R does not make the user always to this though (Thank goodness!) There is a step command that makes this far faster.
library(MASS)
##
## Attaching package: 'MASS'
## The following object is masked from 'package:alr3':
##
## forbes
mod <- lm(BSAAM ~ APMAM + APSAB + APSLAKE + OPBPC + OPRC + OPSLAKE + Year, data = water)
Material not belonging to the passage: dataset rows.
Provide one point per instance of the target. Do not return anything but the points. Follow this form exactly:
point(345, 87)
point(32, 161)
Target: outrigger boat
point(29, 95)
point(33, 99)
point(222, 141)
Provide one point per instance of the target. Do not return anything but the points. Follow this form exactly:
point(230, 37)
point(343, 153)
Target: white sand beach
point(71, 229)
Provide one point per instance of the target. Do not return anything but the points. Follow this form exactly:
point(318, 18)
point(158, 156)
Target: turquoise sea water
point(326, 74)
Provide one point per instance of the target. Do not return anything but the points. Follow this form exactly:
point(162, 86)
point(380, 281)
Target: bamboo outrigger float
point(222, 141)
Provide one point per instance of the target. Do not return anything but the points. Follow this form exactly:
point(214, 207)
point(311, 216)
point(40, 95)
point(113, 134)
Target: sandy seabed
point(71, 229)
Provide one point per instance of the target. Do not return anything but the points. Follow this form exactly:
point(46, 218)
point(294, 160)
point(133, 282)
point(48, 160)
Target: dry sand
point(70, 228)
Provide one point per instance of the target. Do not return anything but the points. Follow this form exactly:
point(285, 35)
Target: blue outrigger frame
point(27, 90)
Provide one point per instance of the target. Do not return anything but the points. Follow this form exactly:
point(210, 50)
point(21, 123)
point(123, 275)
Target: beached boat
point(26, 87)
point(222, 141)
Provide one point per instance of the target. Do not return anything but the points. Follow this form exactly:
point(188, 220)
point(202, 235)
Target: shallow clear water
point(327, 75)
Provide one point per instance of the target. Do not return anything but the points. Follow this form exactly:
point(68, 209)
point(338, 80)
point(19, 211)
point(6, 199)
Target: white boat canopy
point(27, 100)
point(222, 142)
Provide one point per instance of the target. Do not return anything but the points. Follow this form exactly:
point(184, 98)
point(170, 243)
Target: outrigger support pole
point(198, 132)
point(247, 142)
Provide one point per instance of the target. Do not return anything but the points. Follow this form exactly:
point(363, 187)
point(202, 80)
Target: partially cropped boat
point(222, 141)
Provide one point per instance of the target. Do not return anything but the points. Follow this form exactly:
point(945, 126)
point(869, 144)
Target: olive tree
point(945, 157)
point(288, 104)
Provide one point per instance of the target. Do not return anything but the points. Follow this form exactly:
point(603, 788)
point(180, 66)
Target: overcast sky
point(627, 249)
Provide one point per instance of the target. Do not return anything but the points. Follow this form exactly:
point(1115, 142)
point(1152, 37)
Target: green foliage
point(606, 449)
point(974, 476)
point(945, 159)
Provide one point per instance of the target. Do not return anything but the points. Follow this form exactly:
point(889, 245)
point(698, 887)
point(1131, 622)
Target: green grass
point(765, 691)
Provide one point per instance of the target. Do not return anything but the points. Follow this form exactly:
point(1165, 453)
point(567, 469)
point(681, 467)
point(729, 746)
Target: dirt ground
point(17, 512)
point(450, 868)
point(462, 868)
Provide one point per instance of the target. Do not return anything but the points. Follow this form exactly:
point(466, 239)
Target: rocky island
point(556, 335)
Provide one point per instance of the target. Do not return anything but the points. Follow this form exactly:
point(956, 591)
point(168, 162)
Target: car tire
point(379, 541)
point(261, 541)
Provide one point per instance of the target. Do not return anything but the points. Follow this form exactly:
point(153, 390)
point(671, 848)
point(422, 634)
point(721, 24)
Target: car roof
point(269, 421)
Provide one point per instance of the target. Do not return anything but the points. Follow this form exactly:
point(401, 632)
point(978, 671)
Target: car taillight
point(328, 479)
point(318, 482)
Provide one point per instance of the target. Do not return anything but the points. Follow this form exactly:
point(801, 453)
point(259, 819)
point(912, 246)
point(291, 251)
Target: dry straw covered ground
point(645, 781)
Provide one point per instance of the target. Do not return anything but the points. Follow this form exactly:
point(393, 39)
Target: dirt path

stepAIC(mod, direction = "backward")
## Start: AIC=774.53
## BSAAM ~ APMAM + APSAB + APSLAKE + OPBPC + OPRC + OPSLAKE + Year
##
## Df Sum of Sq RSS AIC
## - OPBPC 1 1571591 1971971864 772.57
## - APMAM 1 2262194 1972662466 772.58
## - APSAB 1 7311109 1977711381 772.69
## - Year 1 85430461 2055830733 774.36
## <none> 1970400272 774.53
## - APSLAKE 1 106880993 2077281265 774.80
## - OPSLAKE 1 413707192 2384107464 780.73
## - OPRC 1 576007855 2546408128 783.56
##
## Step: AIC=772.57
## BSAAM ~ APMAM + APSAB + APSLAKE + OPRC + OPSLAKE + Year
##
## Df Sum of Sq RSS AIC
## - APMAM 1 2626064 1974597927 770.62
## - APSAB 1 6887325 1978859189 770.72
## - Year 1 85160498 2057132362 772.39
## <none> 1971971864 772.57
## - APSLAKE 1 105315871 2077287734 772.80
## - OPRC 1 574517654 2546489517 781.56
## - OPSLAKE 1 964675516 2936647380 787.69
##
## Step: AIC=770.62
## BSAAM ~ APSAB + APSLAKE + OPRC + OPSLAKE + Year
##
## Df Sum of Sq RSS AIC
## - APSAB 1 4943947 1979541875 768.73
## - Year 1 82535451 2057133378 770.39
## <none> 1974597927 770.62
## - APSLAKE 1 127432687 2102030614 771.31
## - OPRC 1 575963916 2550561844 779.63
## - OPSLAKE 1 968394770 2942992697 785.78
##
## Step: AIC=768.73
## BSAAM ~ APSLAKE + OPRC + OPSLAKE + Year
##
## Df Sum of Sq RSS AIC
## - Year 1 89405710 2068947585 768.63
## <none> 1979541875 768.73
## - APSLAKE 1 523812582 2503354457 776.83
## - OPRC 1 613807319 2593349193 778.35
## - OPSLAKE 1 1175063776 3154605651 786.77
##
## Step: AIC=768.63
## BSAAM ~ APSLAKE + OPRC + OPSLAKE
##
## Df Sum of Sq RSS AIC
## <none> 2068947585 768.63
## - OPRC 1 531694203 2600641788 776.47
## - APSLAKE 1 621012173 2689959758 777.92
## - OPSLAKE 1 1515918540 3584866125 790.27
##
## Call:
## lm(formula = BSAAM ~ APSLAKE + OPRC + OPSLAKE, data = water)
##
## Coefficients:
## (Intercept) APSLAKE OPRC OPSLAKE
## 15425 1712 1797 2390
This leads us to the exact same model as was shown above!
You can also use this model to go forwards.
mod9 <- lm(BSAAM ~ OPRC, data = water)
stepAIC(mod9, direction = "forward", scope = list(upper = BSAAM ~ APMAM + APSAB + APSLAKE + OPBPC + OPRC + OPSLAKE + Year, lower = BSAAM~1))
## Start: AIC=795.28
## BSAAM ~ OPRC
##
## Df Sum of Sq RSS AIC
## + OPSLAKE 1 1529924515 2689959758 777.92
## + OPBPC 1 888721040 3331163233 787.11
## + APSLAKE 1 635018148 3584866125 790.27
## + Year 1 609982013 3609902260 790.57
## + APMAM 1 261271943 3958612330 794.53
## + APSAB 1 205266122 4014618151 795.14
## <none> 4219884273 795.28
##
## Step: AIC=777.92
## BSAAM ~ OPRC + OPSLAKE
##
## Df Sum of Sq RSS AIC
## + APSLAKE 1 621012173 2068947585 768.63
## + APSAB 1 457345396 2232614362 771.91
## + APMAM 1 387970039 2301989719 773.22
## + Year 1 186605301 2503354457 776.83
## <none> 2689959758 777.92
## + OPBPC 1 450573 2689509185 779.91
##
## Step: AIC=768.63
## BSAAM ~ OPRC + OPSLAKE + APSLAKE
##
## Df Sum of Sq RSS AIC
## <none> 2068947585 768.63
## + Year 1 89405710 1979541875 768.73
## + APSAB 1 11814207 2057133378 770.39
## + APMAM 1 1410311 2067537274 770.60
## + OPBPC 1 583748 2068363837 770.62
##
## Call:
## lm(formula = BSAAM ~ OPRC + OPSLAKE + APSLAKE, data = water)
##
## Coefficients:
## (Intercept) OPRC OPSLAKE APSLAKE
## 15425 1797 2390 1712
Again this leads to the exact same model!
This is important because it allows us to be most efficient in our models and only chose predictors that add helpful information.